Objective of the Article This review synthesizes recent and original publications on the ongoing progress of XLPE. It examines new applications in monoblock and dual mobility components, the performance of second-generation antioxidant-stabilized materials, emerging manufacturing processes, and the translation of this technology to total knee arthroplasty (TKR).

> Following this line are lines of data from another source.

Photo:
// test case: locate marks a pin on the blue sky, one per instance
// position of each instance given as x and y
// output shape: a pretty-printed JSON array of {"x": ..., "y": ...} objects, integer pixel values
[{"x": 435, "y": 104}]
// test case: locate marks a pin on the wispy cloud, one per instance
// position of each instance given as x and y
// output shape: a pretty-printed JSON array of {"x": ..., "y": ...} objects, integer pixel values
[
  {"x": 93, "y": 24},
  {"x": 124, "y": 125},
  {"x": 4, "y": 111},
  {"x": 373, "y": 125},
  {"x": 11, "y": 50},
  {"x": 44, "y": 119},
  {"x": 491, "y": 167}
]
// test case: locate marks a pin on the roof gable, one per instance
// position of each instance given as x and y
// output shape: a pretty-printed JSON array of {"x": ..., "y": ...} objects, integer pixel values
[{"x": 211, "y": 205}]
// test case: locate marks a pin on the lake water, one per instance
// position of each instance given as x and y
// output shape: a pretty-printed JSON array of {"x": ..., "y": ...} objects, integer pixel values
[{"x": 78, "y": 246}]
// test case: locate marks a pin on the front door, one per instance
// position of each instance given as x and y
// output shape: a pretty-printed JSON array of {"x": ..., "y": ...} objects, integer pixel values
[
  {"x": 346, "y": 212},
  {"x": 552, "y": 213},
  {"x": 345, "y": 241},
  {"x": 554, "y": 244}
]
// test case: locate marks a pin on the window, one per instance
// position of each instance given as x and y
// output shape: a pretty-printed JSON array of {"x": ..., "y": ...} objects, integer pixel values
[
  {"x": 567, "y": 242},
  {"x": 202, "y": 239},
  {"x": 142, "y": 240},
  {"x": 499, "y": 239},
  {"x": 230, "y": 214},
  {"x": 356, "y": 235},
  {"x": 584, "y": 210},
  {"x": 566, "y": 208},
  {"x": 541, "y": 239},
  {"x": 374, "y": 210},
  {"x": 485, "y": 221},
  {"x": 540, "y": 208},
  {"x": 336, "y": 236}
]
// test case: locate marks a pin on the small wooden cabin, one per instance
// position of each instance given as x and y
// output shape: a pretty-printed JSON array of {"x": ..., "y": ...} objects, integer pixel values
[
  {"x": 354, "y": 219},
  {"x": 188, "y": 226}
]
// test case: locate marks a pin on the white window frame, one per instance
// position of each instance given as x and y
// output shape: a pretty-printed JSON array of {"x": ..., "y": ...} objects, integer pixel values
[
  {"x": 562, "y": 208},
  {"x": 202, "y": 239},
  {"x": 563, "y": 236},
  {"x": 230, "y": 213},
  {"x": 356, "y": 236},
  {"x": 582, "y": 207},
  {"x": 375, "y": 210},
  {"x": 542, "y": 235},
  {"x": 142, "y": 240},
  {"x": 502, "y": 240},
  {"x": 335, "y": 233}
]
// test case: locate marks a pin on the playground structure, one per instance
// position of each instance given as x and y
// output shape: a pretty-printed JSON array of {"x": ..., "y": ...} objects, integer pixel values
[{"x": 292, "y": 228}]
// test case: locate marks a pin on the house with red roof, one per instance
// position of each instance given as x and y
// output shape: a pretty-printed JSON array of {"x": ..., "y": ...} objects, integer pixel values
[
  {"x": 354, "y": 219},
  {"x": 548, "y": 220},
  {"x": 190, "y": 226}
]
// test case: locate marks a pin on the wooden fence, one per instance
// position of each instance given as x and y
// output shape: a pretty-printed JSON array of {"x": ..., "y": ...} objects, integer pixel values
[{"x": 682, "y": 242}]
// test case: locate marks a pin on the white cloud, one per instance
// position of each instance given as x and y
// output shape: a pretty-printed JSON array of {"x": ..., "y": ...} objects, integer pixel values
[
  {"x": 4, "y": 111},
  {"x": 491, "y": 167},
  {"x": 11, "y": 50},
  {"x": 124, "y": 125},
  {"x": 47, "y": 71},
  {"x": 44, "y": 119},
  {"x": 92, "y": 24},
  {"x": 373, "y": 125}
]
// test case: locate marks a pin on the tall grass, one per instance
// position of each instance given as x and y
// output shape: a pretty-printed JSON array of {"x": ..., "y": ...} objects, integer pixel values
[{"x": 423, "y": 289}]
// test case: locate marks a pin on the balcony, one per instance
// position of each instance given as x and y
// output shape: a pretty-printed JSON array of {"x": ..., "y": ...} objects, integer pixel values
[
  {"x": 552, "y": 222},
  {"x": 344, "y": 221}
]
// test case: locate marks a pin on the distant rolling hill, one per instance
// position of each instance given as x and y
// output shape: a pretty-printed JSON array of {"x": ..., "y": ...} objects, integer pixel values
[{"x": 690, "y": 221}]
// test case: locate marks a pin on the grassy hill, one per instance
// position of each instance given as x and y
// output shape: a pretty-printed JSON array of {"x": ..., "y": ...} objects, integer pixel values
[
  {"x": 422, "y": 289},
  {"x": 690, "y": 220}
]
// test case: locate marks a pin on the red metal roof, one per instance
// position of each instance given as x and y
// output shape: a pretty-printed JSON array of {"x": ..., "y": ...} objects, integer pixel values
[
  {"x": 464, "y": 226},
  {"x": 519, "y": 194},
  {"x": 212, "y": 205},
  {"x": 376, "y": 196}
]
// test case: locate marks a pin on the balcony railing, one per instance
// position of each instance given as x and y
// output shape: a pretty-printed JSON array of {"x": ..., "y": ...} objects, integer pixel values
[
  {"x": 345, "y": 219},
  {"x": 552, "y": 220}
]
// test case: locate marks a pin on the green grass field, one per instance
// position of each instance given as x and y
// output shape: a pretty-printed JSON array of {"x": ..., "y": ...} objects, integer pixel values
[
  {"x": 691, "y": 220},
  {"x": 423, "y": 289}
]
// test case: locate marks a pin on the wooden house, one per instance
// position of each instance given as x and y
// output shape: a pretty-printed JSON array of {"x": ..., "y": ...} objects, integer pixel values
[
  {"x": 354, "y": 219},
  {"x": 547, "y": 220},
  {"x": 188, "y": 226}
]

Key Points / Core Message Third-generation vitamin E-stabilized XLPE used in uncemented monoblock cups shows promising mid-term results, with low wear rates comparable to modular designs. For dual mobility constructs, second-generation XLPE (sequentially annealed or vitamin E-infused) may be biomechanically superior due to better preservation of mechanical properties. At 10-year follow-up, vitamin E-stabilized XLPE liners in THR demonstrate significantly lower radiographic wear than first-generation XLPE, although this has not yet translated to a lower revision rate. Driven by a shortage of cobalt-60, chemical cross-linking with antioxidants is emerging as a viable alternative to gamma irradiation. In contrast to THR, current evidence from meta-analyses does not support the routine superiority of XLPE over conventional polyethylene in TKR. Rare XLPE failures underscore the importance of analyzing explants and maintaining meticulous surgical technique.
Conclusion / Implications for Practice While progress in polyethylene technology is encouraging, each formulation must be evaluated individually based on long-term data. XLPE is the standard of care for primary THR, but its routine use in primary TKR is not yet supported by robust evidence. Surgeons must remain vigilant regarding implant design and positioning, as technical precision is critical to success even with advanced biomaterials.